# 721 and Heat



## SParker (Apr 27, 2002)

If I touch the side of the unit it is fairly warm to hot. Sort of the same heat level as my Stereo receiver. I take it that it's normal? I mean mine hasn't burst into flames or anything


----------



## 968.911 (Jul 21, 2002)

Its all about airflow. Mine is slightly warm on the left side. 

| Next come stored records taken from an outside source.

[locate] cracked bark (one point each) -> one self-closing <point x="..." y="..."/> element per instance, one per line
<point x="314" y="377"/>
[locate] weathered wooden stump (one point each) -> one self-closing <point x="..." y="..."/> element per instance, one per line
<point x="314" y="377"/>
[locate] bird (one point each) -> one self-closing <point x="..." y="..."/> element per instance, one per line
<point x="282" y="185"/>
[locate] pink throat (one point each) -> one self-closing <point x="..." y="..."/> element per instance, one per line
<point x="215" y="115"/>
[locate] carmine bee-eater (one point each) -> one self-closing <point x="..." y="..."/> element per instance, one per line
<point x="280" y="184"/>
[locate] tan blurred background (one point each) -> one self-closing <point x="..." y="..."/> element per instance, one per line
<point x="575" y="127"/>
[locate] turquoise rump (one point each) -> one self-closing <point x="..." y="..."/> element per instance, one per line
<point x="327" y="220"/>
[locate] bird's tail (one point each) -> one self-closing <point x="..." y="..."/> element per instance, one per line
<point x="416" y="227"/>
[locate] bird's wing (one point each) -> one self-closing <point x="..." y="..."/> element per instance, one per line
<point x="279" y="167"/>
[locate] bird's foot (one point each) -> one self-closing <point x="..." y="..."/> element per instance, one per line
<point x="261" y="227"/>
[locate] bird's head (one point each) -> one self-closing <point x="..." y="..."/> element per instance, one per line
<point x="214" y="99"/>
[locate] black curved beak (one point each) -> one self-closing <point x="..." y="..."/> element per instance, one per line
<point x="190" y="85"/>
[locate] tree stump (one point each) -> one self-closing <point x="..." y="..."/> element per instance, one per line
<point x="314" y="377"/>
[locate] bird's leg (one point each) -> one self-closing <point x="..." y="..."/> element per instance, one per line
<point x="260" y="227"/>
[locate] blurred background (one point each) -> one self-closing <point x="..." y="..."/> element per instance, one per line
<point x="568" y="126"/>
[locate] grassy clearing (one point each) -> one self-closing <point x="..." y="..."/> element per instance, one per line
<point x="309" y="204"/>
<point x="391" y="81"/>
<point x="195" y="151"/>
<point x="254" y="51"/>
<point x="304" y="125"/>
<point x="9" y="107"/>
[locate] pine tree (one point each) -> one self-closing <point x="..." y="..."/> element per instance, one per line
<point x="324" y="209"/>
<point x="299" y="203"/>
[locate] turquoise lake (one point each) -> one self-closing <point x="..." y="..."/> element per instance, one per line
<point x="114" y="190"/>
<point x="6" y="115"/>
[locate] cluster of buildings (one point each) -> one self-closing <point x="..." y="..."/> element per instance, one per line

I would be concerned if it got too hot. If you can't keep your hand on it for more than 20 seconds, then its too hot. Move it to a place with better air flow.


----------



## James_F (Apr 23, 2002)

Do the 721 give the internal temp? I know my DirecTivo tells me the temp in Celsius. Something like 48 degrees, which it calls normal.


----------



## Scott Greczkowski (Mar 21, 2002)

No tempature gauge to be found in the software, although I would be the motherboard does have a guage on it.


----------



## James_F (Apr 23, 2002)

Hmm, no alarm. That seems like a problem. I had my Tivo stuffed into a cubby hole and it heated up to almost 60 degrees Celsius.


----------



## SParker (Apr 27, 2002)

I can touch the side of it for a extended period of time so it is okay. Hey James I like the new lady she's hot!


----------



## James_F (Apr 23, 2002)

No problem!


----------



## Jacob S (Apr 14, 2002)

Is it possible for Dish to have a temperature display upon request in the software? Maybe this could be a feature on an add on module they could have available in the future.


----------



## James_F (Apr 23, 2002)

You'd think that it wouldn't be a difficult mod. You guys should email "the man" and ask him to fix it.


----------